Il perfetto antidoto per la vostra voglia di festa di San Patrizio.
Oggi ricorre “Lá Fhéile Pádraig”, più comunemente nota a queste latitudini come Festa di San Patrizio: è una celebrazione di origine cristiana che si tiene ogni anno in onore, appunto, di san Patrizio patrono d’Irlanda e commemora l’arrivo del cristianesimo nell’isola durante il quinto secolo d.C.
Non stupisce quindi che, lassù, il 17 Marzo sia festa nazionale della repubblica. Più difficile capire perché anche dalle nostre parti si sia preso a festeggiare il St. Patrick’s Day, radunandosi dentro capannoni opportunamente agghindati in finto legno e trifoglio a mangiare discutibili piatti di manzo bollito, mentre ci si gonfia di ottima Guinness annacquata. Nel senso, è vero che anche in altre parti del mondo la ricorrenza viene celebrata con passione, ma si tratta prevalentemente di quei paesi interessati nel corso dei secoli da una significativa immigrazione irlandese, mentre – ad oggi – credo che la cosa più simile a una comunità celtica in Italia sia il fans club dei Modena City Ramblers.

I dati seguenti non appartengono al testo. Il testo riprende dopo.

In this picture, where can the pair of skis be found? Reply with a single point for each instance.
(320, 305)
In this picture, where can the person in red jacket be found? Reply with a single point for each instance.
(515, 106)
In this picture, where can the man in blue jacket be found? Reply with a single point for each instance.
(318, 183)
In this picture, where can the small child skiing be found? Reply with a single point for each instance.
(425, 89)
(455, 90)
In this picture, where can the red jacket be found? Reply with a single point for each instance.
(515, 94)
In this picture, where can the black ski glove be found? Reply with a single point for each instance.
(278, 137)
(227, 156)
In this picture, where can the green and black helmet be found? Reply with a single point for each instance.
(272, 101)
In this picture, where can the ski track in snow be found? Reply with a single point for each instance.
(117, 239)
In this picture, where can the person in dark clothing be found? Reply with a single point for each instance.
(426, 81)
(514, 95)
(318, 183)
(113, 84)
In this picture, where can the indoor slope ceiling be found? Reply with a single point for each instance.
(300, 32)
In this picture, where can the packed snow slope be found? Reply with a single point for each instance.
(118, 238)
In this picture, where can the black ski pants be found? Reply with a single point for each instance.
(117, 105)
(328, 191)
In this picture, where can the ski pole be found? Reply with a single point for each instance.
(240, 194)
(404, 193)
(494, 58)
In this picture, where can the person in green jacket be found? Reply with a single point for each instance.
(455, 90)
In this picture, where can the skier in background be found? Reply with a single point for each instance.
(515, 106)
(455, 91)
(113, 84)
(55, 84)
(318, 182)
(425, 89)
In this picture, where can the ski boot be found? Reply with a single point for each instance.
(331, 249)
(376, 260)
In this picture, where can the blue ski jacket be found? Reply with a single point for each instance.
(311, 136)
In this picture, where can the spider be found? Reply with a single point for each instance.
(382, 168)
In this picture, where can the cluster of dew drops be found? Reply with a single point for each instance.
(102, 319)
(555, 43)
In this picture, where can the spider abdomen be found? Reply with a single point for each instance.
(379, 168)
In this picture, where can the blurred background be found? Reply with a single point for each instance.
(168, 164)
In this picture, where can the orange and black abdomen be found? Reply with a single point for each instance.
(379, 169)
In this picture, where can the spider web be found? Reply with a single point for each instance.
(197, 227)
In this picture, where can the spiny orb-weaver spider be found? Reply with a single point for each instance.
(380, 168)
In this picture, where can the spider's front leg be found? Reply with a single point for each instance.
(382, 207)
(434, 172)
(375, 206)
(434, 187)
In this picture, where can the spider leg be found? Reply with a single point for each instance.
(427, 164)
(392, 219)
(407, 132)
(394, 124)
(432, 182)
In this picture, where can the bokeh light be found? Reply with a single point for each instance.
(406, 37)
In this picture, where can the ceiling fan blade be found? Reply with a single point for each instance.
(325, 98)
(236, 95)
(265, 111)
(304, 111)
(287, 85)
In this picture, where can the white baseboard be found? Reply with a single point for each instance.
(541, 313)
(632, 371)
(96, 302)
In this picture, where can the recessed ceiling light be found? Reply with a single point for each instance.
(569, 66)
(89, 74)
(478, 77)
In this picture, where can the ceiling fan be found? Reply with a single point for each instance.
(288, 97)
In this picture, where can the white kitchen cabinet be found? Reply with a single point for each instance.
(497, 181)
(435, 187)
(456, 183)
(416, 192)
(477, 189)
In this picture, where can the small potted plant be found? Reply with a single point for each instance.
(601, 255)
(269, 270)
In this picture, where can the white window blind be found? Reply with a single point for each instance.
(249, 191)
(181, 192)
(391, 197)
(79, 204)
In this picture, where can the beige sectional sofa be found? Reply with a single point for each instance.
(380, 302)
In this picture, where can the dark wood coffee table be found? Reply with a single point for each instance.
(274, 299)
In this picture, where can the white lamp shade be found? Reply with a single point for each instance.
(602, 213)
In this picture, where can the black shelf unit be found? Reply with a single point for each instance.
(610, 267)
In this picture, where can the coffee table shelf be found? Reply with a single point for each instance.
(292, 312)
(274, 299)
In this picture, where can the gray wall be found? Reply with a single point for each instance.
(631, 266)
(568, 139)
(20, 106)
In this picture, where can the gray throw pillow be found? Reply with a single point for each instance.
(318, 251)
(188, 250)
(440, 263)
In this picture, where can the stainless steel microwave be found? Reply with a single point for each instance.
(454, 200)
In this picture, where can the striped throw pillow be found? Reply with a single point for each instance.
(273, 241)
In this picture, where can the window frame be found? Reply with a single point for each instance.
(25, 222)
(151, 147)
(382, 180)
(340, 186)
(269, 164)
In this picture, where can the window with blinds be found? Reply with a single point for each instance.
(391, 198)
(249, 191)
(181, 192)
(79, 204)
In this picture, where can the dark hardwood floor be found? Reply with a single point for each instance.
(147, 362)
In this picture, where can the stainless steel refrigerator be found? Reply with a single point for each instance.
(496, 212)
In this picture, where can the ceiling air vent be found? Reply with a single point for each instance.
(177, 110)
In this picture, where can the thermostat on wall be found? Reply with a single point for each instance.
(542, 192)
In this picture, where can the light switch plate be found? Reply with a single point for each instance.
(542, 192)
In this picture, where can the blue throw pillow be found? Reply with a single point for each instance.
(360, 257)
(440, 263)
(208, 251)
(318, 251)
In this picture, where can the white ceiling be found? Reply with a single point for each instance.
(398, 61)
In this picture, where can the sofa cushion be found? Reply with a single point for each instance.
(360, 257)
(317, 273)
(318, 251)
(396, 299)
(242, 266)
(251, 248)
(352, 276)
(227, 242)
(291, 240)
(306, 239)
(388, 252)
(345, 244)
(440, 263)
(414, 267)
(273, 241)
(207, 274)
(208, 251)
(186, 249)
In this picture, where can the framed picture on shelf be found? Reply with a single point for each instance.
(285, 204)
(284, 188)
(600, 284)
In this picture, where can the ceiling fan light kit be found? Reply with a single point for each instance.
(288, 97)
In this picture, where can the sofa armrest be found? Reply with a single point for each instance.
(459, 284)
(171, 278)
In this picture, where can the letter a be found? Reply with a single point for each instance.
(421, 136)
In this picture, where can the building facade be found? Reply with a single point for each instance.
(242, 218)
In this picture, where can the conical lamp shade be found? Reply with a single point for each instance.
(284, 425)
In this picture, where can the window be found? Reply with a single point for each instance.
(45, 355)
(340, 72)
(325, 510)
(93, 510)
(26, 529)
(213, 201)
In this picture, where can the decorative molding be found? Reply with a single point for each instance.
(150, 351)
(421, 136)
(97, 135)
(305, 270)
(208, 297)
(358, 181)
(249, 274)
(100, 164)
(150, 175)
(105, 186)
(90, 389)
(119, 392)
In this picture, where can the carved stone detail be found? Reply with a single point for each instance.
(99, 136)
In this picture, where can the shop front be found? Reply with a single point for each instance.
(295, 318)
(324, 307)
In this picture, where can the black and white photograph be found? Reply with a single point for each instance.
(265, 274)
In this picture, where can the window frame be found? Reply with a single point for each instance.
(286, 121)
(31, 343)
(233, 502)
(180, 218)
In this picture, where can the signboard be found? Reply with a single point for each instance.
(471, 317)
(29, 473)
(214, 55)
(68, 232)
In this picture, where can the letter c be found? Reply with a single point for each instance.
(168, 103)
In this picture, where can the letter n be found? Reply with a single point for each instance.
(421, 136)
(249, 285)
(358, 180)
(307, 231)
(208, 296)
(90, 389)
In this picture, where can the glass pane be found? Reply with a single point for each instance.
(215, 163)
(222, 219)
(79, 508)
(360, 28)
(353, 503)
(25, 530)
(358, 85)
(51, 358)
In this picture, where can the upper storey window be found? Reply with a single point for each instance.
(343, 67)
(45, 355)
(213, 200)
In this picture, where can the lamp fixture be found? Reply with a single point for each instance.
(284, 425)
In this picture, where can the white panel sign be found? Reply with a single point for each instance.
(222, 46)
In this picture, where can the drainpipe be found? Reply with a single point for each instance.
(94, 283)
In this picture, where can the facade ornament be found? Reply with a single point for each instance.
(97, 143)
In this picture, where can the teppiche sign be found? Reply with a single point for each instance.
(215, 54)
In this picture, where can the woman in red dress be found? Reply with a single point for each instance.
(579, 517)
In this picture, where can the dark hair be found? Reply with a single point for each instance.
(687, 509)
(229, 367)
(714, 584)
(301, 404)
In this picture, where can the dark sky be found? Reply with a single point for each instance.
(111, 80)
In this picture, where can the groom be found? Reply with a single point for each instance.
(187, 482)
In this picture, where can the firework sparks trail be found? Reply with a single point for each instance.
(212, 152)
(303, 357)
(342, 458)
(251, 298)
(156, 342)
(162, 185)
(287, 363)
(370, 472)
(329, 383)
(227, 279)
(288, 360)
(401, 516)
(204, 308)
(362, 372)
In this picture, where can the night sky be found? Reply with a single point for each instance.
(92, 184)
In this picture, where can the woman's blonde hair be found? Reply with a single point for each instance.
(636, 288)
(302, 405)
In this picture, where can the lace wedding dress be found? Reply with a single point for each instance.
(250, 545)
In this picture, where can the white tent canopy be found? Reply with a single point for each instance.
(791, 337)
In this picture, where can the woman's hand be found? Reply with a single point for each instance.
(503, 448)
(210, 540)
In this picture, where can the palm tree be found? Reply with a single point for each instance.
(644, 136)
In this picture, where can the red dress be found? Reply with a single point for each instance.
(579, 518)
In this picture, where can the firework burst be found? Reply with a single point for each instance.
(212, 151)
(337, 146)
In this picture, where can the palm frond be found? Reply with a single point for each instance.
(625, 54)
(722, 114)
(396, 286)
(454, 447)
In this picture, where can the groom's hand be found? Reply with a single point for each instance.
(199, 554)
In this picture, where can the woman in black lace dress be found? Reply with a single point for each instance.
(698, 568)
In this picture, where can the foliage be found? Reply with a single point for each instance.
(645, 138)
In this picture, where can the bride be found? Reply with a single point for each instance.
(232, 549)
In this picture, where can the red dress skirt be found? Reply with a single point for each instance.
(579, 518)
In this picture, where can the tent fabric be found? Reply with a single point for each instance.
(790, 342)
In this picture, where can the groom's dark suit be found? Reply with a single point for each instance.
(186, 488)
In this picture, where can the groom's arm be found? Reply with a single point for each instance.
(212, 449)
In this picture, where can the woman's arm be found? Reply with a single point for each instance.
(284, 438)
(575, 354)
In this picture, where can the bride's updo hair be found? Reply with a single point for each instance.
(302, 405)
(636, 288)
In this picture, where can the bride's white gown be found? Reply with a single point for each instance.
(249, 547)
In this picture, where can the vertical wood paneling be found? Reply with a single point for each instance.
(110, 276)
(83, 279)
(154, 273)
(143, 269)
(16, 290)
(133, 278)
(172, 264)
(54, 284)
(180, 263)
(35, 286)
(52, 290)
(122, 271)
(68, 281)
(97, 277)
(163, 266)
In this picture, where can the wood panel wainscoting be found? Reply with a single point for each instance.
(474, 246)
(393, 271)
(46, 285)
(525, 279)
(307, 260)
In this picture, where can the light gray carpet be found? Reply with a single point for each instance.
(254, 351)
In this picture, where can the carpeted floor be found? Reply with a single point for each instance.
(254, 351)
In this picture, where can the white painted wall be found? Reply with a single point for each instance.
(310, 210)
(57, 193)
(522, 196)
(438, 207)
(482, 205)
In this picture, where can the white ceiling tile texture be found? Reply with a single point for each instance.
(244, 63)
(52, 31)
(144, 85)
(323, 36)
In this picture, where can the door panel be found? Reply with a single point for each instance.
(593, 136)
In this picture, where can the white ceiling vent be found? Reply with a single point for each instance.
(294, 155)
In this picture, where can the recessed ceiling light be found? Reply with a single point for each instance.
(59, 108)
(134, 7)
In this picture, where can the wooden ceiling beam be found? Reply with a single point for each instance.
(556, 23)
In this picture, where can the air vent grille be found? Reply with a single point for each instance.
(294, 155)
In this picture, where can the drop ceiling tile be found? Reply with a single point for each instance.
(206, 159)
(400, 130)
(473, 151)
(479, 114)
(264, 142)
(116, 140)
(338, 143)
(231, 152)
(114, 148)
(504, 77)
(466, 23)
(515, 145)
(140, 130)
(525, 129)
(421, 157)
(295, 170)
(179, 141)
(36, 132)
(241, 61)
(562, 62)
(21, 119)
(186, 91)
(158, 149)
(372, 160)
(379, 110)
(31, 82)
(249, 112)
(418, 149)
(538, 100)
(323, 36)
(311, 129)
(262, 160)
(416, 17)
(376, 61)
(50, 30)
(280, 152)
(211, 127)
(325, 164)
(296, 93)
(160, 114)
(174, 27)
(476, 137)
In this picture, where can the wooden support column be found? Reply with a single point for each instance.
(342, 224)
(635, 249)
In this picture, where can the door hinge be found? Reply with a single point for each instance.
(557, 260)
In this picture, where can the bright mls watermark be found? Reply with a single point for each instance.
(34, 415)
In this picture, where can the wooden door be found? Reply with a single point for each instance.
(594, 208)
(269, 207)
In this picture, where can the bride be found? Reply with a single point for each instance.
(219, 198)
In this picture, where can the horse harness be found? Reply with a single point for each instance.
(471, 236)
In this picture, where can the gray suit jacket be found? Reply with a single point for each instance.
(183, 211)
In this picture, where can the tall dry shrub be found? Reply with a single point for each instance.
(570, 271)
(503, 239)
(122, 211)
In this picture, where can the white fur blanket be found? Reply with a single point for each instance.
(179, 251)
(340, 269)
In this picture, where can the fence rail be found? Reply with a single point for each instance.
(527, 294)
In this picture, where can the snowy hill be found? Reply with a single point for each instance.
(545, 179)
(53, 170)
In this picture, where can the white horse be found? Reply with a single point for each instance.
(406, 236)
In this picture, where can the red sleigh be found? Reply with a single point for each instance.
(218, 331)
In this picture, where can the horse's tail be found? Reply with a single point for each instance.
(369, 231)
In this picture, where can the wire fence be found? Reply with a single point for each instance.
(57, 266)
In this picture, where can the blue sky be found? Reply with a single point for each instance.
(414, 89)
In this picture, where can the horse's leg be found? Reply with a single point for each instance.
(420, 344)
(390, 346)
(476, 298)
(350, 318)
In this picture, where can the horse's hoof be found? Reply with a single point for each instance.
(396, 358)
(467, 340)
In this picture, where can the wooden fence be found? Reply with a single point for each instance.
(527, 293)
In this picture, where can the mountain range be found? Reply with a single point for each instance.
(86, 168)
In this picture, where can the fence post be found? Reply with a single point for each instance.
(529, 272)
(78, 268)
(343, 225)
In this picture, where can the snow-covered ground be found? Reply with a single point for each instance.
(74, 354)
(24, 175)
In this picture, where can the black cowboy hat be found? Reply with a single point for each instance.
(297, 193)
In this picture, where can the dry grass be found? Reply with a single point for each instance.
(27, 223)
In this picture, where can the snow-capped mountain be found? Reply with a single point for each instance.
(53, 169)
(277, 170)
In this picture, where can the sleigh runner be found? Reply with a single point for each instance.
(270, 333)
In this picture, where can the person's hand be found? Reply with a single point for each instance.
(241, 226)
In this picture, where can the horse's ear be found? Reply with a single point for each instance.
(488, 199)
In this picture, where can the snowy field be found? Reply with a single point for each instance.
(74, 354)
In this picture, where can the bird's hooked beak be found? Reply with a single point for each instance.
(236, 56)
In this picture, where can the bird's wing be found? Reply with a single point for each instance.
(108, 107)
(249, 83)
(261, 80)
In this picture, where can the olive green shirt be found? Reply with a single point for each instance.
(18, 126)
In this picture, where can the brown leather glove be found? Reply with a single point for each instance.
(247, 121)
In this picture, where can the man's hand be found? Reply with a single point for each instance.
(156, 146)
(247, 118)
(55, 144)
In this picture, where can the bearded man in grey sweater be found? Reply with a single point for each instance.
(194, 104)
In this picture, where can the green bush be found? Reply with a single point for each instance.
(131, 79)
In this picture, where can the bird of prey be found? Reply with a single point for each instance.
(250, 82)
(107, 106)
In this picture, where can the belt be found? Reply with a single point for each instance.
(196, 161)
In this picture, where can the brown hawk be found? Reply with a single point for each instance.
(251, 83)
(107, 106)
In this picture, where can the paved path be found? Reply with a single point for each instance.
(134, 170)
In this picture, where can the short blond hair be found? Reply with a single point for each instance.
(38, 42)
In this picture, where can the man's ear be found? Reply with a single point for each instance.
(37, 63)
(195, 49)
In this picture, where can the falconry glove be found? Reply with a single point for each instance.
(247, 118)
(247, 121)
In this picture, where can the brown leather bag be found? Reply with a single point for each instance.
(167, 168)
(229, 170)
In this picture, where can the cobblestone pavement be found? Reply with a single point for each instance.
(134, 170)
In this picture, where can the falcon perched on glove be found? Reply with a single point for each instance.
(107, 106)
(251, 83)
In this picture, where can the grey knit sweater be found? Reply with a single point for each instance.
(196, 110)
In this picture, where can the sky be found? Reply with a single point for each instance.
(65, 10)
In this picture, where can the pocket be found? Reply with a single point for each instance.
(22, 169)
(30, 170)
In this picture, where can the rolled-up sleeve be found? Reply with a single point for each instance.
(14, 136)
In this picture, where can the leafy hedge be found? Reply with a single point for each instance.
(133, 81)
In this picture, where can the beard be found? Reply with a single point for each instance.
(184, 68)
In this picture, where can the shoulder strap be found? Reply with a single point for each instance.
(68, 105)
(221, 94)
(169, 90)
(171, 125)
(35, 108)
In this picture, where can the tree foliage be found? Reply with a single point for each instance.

Comunque, prima di perdere lucidità e credibilità annebbiati da litri di sidro dentro l’Irish Pub sotto casa, cogliamo l’occasione per parlare un attimo seriamente di musica irlandese. Nello specifico, di post-rock irlandese. Il che, ad una prima e superficiale analisi, potrebbe sembrare la stessa cosa che parlare della squadra giamaicana alle Olimpiadi invernali, ovvero addentrarsi ad analizzare una nicchia minuscola, soprattutto se confrontata con prodotti di esportazione di massa come U2, Cranberries o Enya.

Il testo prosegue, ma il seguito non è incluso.